When doing an initial scan of the review comments it can sometimes be hard to figure out what the comment applies to. Arguably, I can always click on the line of code to see the comment in context, but it would be even better if I could see the code context in the list of the comments on top of the review. Many times there are only a couple of comments on the review that are narrowly scoped and providing the context would be extremely helpful in facilitating discussion. It's especially useful once the files are updated since you can no longer see the comments inline on the latest version.
- Mentioned In
- T6876: Differential should preserve inline comments in code through revision updates
- Mentioned Here
- T1460: Add "Done" link to an inline comment
T6876: Differential should preserve inline comments in code through revision updates
T6874: Inline comments should be threaded in the Diffusion top level view.

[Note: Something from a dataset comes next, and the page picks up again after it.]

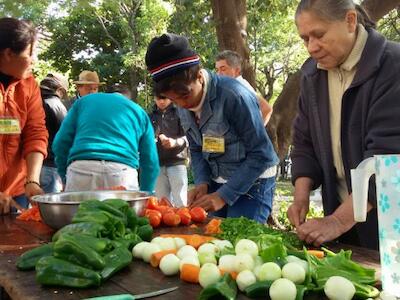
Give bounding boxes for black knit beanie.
[145,33,200,82]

The main concern here is that type of UI is worse for as many people as it is better for. Our overall intention with Phabricator, specifically, is that it is a product built for improving code quality. For that, our expectations are that comments are well formed and thought out, not short quick snips. We also believe in information density, so the comments are a bit of a "table of contents" and that the discussion should occur directly on the code.
That said there are mocks floating around that add an additional dialog display (code + comments) that could be something you'd be interested in, but I don't see something like that being built for some time.
Here’s an example. There are 2 conversations and some one-offs going on here, but trying to follow what is being discussed is already fairly difficult. This is a mild example - it fit on one screen.
Our general recommendation is for people who unhappy with various aspects of Phabricator is that they should fork the project to meet their company's needs. Differential improvements / overhauls aren't on the current roadmap and suggestions are unlikely to thoughtfully addressed for years. We're simply too small (3 people) for spend as much time as the community sometimes wants debating fine details.